According to the book, self-confessed triggerman Ogun Samast, who is from Trabzon, spoke to Prime Ministry inspectors April 15, 2008, at the Kocaeli F-Type Prison where he was being held and said he thought about surrendering in Istanbul after he shot Dink.

“However, I thought, ‘What would they do to me here?’” he said. “I thought, ‘I will surrender in Trabzon; at least I will see my mother [and] father once more.’ Then they caught me in Samsun. It is good that they did. Otherwise, they would have killed me in Giresun.”

Sener wrote that Samast did not want these comments to be included in the inspectors’ report and said he would not sign it if they were, but the inspectors convinced him to allow the “Then they caught me in Samsun.
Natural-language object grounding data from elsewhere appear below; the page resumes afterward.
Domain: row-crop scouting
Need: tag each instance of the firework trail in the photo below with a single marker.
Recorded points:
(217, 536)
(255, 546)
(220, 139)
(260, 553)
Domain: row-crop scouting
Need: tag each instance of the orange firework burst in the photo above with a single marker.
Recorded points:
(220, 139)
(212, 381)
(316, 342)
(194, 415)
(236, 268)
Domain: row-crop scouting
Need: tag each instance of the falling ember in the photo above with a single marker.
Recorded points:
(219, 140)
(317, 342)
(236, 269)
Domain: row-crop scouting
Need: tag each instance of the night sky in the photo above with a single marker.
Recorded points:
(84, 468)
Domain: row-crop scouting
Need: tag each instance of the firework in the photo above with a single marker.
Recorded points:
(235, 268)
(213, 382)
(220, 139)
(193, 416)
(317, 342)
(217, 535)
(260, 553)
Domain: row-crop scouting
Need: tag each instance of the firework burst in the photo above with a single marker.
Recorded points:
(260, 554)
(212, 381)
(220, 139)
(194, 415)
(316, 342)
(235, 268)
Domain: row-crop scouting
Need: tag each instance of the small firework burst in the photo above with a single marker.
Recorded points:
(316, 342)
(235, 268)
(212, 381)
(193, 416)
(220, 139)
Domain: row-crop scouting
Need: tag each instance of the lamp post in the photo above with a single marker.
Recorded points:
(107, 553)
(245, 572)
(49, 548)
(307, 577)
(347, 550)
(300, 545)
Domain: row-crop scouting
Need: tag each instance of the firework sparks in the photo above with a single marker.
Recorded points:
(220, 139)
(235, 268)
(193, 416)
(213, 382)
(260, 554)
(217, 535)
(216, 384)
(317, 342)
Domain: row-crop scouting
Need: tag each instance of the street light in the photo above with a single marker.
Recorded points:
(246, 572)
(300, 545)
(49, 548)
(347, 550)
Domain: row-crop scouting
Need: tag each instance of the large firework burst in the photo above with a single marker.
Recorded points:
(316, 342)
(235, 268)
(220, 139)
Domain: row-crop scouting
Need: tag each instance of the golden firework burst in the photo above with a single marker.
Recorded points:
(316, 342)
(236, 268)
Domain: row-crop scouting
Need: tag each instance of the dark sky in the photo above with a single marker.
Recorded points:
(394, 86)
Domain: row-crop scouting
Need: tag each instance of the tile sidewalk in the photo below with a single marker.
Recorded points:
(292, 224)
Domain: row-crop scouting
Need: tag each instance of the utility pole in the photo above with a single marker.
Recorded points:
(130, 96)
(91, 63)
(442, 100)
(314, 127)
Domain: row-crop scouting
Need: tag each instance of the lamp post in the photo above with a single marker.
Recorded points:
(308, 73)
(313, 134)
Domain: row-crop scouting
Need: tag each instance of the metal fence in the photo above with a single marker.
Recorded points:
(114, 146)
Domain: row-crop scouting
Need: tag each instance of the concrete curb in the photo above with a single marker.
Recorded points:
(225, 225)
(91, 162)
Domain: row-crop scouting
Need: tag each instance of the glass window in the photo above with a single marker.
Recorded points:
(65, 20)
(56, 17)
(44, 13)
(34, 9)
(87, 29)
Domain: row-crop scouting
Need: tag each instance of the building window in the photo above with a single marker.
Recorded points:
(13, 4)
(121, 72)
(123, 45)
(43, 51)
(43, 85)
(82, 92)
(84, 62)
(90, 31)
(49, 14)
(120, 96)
It is good that they did” quote to be included.

The journalist said he received intelligence that the Samast’s fear was not misplaced. When he looked further into this, he said, he discovered a memo and a tape from Resat Altay, then the chief of police for Trabzon. Sener claims Altay sent the memo and tape to then-Interior Minister Abdulkadir Aksu and Prime Minister Recep Tayyip Erdogan. The contents of the tape reportedly record a meeting by the nationalist gang that Samast belonged to. The gang met five hours before Samast was caught in Samsun and went there to meet him two hours later.

On the tape, G.K., a gang member whose name was not revealed, is heard speaking to O.D., a Trabzon police officer whose name was also not given. During these talks, Yasin Hayal’s name is also mentioned.

Hayal is one of the suspects in the Dink murder whose alleged involvement was unknown to anyone but the Istanbul and Trabzon police on the day the tape was said to have been made.